Customizing your slime run

Customizing your slime run — scaling nodes, parallelism, and throughput

The intro tutorial runs Qwen3-4B GRPO on GSM8K with all defaults — one node, colocated, the model’s built-in SlimePreset. This tutorial shows how to override those defaults when you need more from your training run.

Why would you want this?

The default SlimePreset for Qwen3-4B gives you a working run on a single 8×H100 node. That’s great for prototyping — you can validate your reward function, check that loss moves, and iterate on your dataset in minutes.

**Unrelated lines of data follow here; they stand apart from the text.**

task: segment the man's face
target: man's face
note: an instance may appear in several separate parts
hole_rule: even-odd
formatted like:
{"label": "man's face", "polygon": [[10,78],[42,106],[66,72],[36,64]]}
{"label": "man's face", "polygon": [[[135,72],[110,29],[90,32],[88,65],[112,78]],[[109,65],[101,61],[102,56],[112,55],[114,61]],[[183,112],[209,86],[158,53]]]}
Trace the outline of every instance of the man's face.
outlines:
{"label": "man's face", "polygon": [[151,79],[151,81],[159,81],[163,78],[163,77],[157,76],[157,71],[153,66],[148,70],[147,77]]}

But a single-node run has limits:

Speed. GRPO generates rollouts for every prompt, scores them, then trains. On one node, rollout and training take turns on the same GPUs. A 7k-prompt dataset with 8 samples per prompt means 56k generations per training step. On 8 GPUs that’s slow.
Batch diversity. Larger global batches give more diverse advantage estimates per step, which stabilizes GRPO training. But you can only fit so much in 8 GPUs’ worth of memory.
Rollout throughput. More rollout GPUs = more generations per second. Separating rollout onto dedicated GPUs (non-colocated) lets training and inference overlap.

Scaling to 4 nodes (32 GPUs) addresses all three: 4× the data parallelism, 4× the rollout capacity, and room for much larger batches. The only thing that changes in your code is a few numbers on SlimeConfig.

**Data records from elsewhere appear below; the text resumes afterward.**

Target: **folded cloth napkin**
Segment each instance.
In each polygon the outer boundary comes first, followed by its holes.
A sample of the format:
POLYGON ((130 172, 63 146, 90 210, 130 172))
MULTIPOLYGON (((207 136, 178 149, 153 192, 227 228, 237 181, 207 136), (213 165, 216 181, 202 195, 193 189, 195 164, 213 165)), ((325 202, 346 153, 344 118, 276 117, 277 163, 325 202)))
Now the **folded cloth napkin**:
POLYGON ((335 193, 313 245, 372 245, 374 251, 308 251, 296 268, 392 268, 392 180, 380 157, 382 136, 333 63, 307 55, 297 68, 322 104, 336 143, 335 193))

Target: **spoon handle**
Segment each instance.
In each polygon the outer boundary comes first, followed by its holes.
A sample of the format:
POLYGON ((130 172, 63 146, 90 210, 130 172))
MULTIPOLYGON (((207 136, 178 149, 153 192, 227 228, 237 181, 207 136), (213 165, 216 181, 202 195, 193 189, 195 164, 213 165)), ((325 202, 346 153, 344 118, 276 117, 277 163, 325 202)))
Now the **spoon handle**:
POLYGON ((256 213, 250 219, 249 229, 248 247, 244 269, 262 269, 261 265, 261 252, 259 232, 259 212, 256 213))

from modal_training_gym.common.dataset import HuggingFaceDataset
from modal_training_gym.common.models import Qwen3_4B
from modal_training_gym.common.wandb import WandbConfig
from modal_training_gym.frameworks.slime import SlimeConfig
from modal_training_gym.frameworks.slime.config import DATA_PATH

What the model provides

Qwen3_4B ships a SlimePreset with these values:

Field	Value	Why
`gpu_type`	`"H100"`	Qwen3-4B fits comfortably on H100
`actor_num_nodes`	`1`	4B params → no need for multi-node
`actor_num_gpus_per_node`	`8`	Standard Modal GPU node
`colocate`	`True`	Actor + rollout share GPUs
`tensor_model_parallel_size`	`1`	Model fits on one GPU
`sequence_parallel`	`False`	Not needed at TP=1

These are the minimum viable settings. For a quick experiment they’re fine. For a production run you’ll want to scale up.

Scaling up with more nodes

The simplest way to speed up training: add more nodes. This gives you more GPUs for data parallelism — each node processes a different batch slice in parallel, then gradients are all-reduced.

# 1 node (8 GPUs) — default from Qwen3_4B preset
run = SlimeConfig(model=Qwen3_4B(), ...)

# 4 nodes (32 GPUs) — 4x data parallelism
run = SlimeConfig(model=Qwen3_4B(), actor_num_nodes=4, ...)

With more GPUs you’ll typically also increase global_batch_size and num_rollout to keep each GPU busy:

Nodes	GPUs	Suggested `global_batch_size`	Suggested `num_rollout`
1	8	16	50
2	16	64	200
4	32	128	3000

Colocated vs non-colocated rollout

By default, actor (training) and rollout (SGLang inference) share the same GPUs (colocate=True). This is memory-efficient but means training and inference can’t overlap.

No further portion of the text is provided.